Distracted drivers put crossing guards, children at risk
Citations for not yielding to crossing guards up 70 percent
MADISON, Wis. — The crosswalk is supposed to be a safety zone for children and crossing guards, but a new report shows walking across the street is becoming increasingly dangerous for pedestrians in Madison.
“I had just turned to head back to the curb and a car assumed that I was finished and they just accelerated and came right through,” said Mark Evans, a Madison crossing guard.
It’s an all-too-familiar close call for Evans and other crossing guards in Madison, with crossing guards at some intersections in the city at times reporting two drivers breaking the law in one hour-and-a-half shift.
So far this year, 256 citations for failure to yield to adult school crossing guards have been issued. Those numbers are 70 percent higher than the 151 citations given the same time last year.

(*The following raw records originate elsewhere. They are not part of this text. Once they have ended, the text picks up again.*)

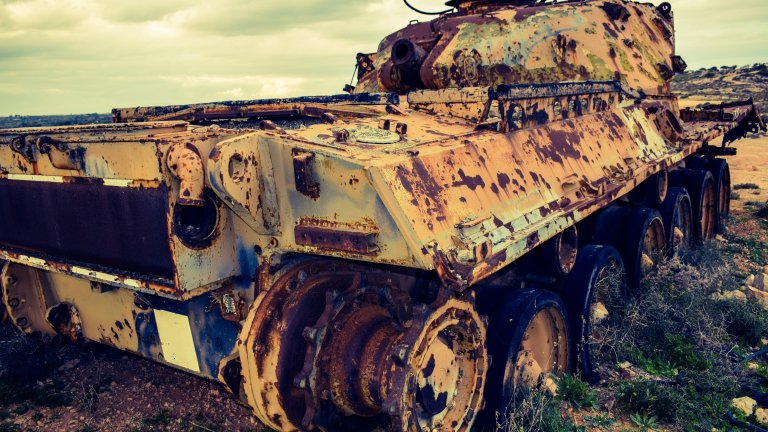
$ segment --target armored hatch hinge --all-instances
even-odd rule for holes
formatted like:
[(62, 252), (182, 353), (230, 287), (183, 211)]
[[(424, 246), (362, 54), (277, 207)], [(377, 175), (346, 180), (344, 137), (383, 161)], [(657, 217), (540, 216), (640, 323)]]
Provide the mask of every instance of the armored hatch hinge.
[(312, 160), (315, 154), (308, 151), (293, 149), (293, 176), (296, 190), (312, 199), (320, 197), (320, 184), (314, 181)]
[(572, 179), (562, 183), (563, 191), (566, 194), (580, 192), (584, 196), (598, 197), (605, 194), (605, 183), (594, 186), (588, 178)]
[(20, 154), (30, 163), (35, 163), (37, 162), (37, 149), (33, 139), (34, 137), (19, 135), (11, 140), (11, 150)]
[(581, 191), (586, 195), (594, 197), (605, 195), (605, 183), (600, 183), (599, 185), (594, 186), (586, 177), (581, 179), (579, 183), (581, 185)]
[(494, 215), (467, 219), (456, 224), (458, 236), (452, 236), (452, 258), (461, 265), (477, 265), (503, 251), (512, 229)]
[(84, 165), (84, 147), (50, 136), (19, 135), (11, 140), (11, 150), (30, 163), (36, 163), (39, 157), (47, 155), (51, 165), (58, 169), (77, 170)]
[(54, 168), (77, 170), (85, 167), (85, 147), (77, 143), (59, 141), (49, 136), (37, 139), (41, 155), (47, 155)]
[(608, 178), (608, 181), (610, 181), (613, 184), (616, 184), (616, 183), (623, 183), (628, 179), (632, 178), (632, 173), (634, 172), (634, 170), (632, 170), (632, 168), (630, 167), (627, 167), (626, 169), (622, 169), (618, 165), (609, 165), (609, 166), (603, 167), (603, 172)]
[(471, 272), (471, 267), (464, 268), (464, 271), (461, 272), (460, 269), (451, 262), (448, 256), (440, 250), (440, 247), (434, 240), (427, 243), (425, 247), (432, 254), (435, 271), (437, 271), (437, 276), (440, 278), (440, 283), (443, 288), (456, 292), (463, 292), (466, 290), (469, 283), (467, 282), (465, 273), (467, 271)]

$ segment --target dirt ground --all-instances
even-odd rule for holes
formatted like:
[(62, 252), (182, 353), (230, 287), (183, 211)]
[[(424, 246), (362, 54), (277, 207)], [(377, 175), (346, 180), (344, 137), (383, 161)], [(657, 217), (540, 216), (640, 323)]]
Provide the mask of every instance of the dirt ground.
[(742, 209), (750, 201), (768, 201), (768, 136), (753, 136), (733, 145), (739, 153), (728, 158), (736, 194), (731, 206)]
[(218, 384), (96, 343), (38, 341), (5, 327), (0, 377), (2, 432), (264, 430)]

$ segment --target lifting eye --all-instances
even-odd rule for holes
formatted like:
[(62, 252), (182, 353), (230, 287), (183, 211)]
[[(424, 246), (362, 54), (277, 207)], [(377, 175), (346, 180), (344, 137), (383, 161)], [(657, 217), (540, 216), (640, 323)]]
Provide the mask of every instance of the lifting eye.
[(219, 206), (210, 193), (202, 206), (177, 204), (173, 209), (173, 231), (190, 249), (205, 249), (218, 234)]

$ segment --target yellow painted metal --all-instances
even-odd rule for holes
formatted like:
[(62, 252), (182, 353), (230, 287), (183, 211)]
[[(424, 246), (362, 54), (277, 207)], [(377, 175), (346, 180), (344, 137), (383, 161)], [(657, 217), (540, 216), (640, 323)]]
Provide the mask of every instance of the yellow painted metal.
[(356, 92), (402, 90), (389, 74), (393, 47), (403, 39), (429, 49), (416, 71), (429, 89), (619, 79), (647, 94), (668, 94), (669, 77), (659, 65), (671, 73), (674, 55), (672, 20), (650, 3), (491, 5), (386, 37)]

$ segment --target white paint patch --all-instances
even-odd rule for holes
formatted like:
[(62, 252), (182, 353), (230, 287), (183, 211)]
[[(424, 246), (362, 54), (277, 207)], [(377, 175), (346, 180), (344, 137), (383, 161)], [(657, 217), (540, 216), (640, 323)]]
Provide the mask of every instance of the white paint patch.
[(36, 174), (8, 174), (8, 180), (33, 181), (45, 183), (64, 183), (64, 177)]
[(130, 179), (104, 179), (104, 186), (128, 187), (133, 180)]
[[(7, 174), (5, 176), (8, 180), (30, 181), (30, 182), (43, 182), (43, 183), (64, 183), (65, 178), (63, 176), (54, 175), (40, 175), (40, 174)], [(132, 179), (113, 179), (105, 178), (101, 179), (104, 186), (112, 187), (130, 187), (133, 184)]]
[(186, 315), (155, 309), (155, 322), (165, 361), (199, 373), (200, 363), (197, 361), (189, 318)]

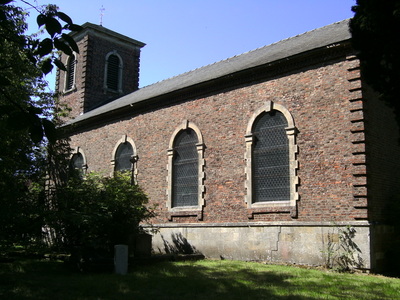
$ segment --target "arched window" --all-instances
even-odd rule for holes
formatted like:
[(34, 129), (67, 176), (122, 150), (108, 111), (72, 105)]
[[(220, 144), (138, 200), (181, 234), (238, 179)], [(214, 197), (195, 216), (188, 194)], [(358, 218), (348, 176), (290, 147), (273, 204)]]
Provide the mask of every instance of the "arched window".
[(253, 202), (290, 199), (289, 140), (285, 116), (261, 114), (253, 126)]
[(132, 170), (133, 148), (128, 142), (119, 144), (115, 153), (115, 171), (124, 172)]
[(171, 216), (197, 215), (204, 206), (204, 144), (199, 128), (184, 121), (171, 137), (168, 149), (168, 202)]
[(105, 89), (113, 92), (122, 92), (122, 58), (116, 51), (106, 56)]
[(85, 155), (79, 147), (77, 147), (69, 161), (69, 169), (71, 174), (78, 174), (79, 177), (83, 177), (87, 170)]
[(83, 168), (83, 155), (82, 153), (74, 153), (72, 154), (70, 166), (74, 169), (82, 169)]
[(246, 132), (248, 208), (296, 206), (295, 134), (293, 117), (280, 104), (267, 102), (250, 119)]
[(182, 130), (175, 138), (172, 163), (172, 207), (196, 206), (199, 203), (199, 158), (197, 134)]
[(75, 87), (76, 59), (74, 55), (68, 57), (66, 68), (65, 91), (69, 91)]
[(113, 172), (130, 172), (132, 183), (137, 183), (137, 161), (135, 143), (127, 135), (123, 135), (114, 147), (111, 164)]

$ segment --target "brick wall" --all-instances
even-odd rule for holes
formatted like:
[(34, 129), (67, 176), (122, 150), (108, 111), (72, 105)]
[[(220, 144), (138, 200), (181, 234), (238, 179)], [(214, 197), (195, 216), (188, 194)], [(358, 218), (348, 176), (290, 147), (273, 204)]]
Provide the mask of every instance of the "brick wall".
[[(85, 77), (85, 112), (96, 107), (99, 103), (112, 101), (122, 95), (129, 94), (139, 87), (139, 49), (115, 44), (113, 41), (89, 36), (87, 49)], [(104, 71), (106, 55), (116, 50), (123, 61), (122, 91), (117, 93), (105, 92)]]
[[(65, 87), (65, 72), (57, 72), (56, 90), (60, 101), (71, 109), (70, 118), (75, 118), (83, 112), (92, 110), (100, 104), (105, 104), (123, 95), (129, 94), (139, 87), (140, 47), (125, 42), (104, 37), (89, 31), (77, 41), (79, 54), (76, 54), (76, 88), (63, 93)], [(122, 94), (104, 90), (104, 75), (106, 55), (117, 51), (123, 61)], [(61, 55), (64, 64), (65, 54)]]
[[(245, 197), (246, 127), (266, 101), (285, 106), (299, 131), (298, 221), (360, 219), (354, 205), (354, 94), (349, 70), (358, 62), (346, 57), (324, 62), (269, 80), (220, 90), (161, 106), (72, 136), (81, 147), (88, 171), (112, 171), (112, 151), (126, 134), (135, 142), (138, 183), (152, 204), (158, 204), (155, 223), (167, 222), (167, 149), (182, 120), (195, 123), (205, 142), (205, 206), (203, 219), (174, 217), (172, 222), (247, 222)], [(171, 99), (173, 100), (173, 99)], [(363, 112), (361, 111), (361, 114)], [(358, 126), (358, 125), (356, 125)], [(366, 217), (366, 207), (361, 209)], [(253, 221), (289, 221), (289, 213), (255, 214)]]
[[(69, 118), (75, 118), (79, 116), (84, 109), (84, 76), (86, 70), (86, 48), (88, 43), (88, 37), (81, 39), (77, 42), (79, 53), (76, 53), (75, 59), (77, 61), (75, 65), (75, 88), (69, 92), (64, 93), (65, 90), (65, 73), (64, 71), (57, 71), (56, 78), (56, 90), (60, 93), (60, 102), (67, 105), (70, 109)], [(62, 54), (60, 57), (61, 61), (66, 65), (68, 56)]]

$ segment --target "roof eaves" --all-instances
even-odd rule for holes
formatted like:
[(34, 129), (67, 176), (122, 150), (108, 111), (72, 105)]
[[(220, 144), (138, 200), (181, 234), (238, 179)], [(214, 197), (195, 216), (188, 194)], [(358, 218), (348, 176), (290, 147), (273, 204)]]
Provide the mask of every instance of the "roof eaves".
[(349, 19), (314, 29), (306, 33), (237, 55), (143, 87), (131, 94), (76, 117), (66, 125), (79, 123), (105, 113), (148, 101), (190, 86), (212, 81), (246, 69), (289, 59), (300, 53), (327, 47), (351, 38)]

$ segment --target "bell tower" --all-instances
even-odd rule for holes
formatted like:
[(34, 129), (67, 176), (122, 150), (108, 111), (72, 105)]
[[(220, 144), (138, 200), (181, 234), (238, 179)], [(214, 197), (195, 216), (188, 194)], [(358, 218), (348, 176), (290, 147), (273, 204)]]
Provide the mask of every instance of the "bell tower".
[(139, 88), (140, 50), (144, 43), (103, 26), (85, 23), (71, 37), (74, 56), (61, 54), (67, 71), (58, 70), (59, 100), (75, 118)]

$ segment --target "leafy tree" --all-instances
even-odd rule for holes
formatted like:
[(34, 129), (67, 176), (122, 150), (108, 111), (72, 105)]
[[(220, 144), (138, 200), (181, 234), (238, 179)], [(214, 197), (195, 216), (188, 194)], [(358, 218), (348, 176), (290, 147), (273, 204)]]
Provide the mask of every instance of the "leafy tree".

On Wednesday the city of Madison website reflected that drivers face a $88.80 fine if cited. However, MPD Crossing Guard Supervisor Patti Knoche told News 3 Thursday morning that the fee is higher, $98.80.
Failure to yield to crossing guards is an issue that’s been growing over the years. In 2013, the Madison Police Department reported a 25 percent increase in citations given from the beginning of 2013 to the fall.
“You would think people would be very attentive to the fact that there are children out, be careful. They should be attentive to that anyway,” Evans said.
Increased citations are a result of higher traffic and increased driver inattentiveness, Knoche said. By law, drivers are required to stop no less than 10 feet away from a crosswalk when a crossing guard has stopped traffic. Drivers must wait until the guard signals them to proceed.
Evans said he will not hesitate to report license plate numbers to the police. He has only has one goal in mind, and that is to protect every kid who crosses his path.
“I wish every person would think about the fact that when they are driving the future of the world may depend on the decisions they make,” he said.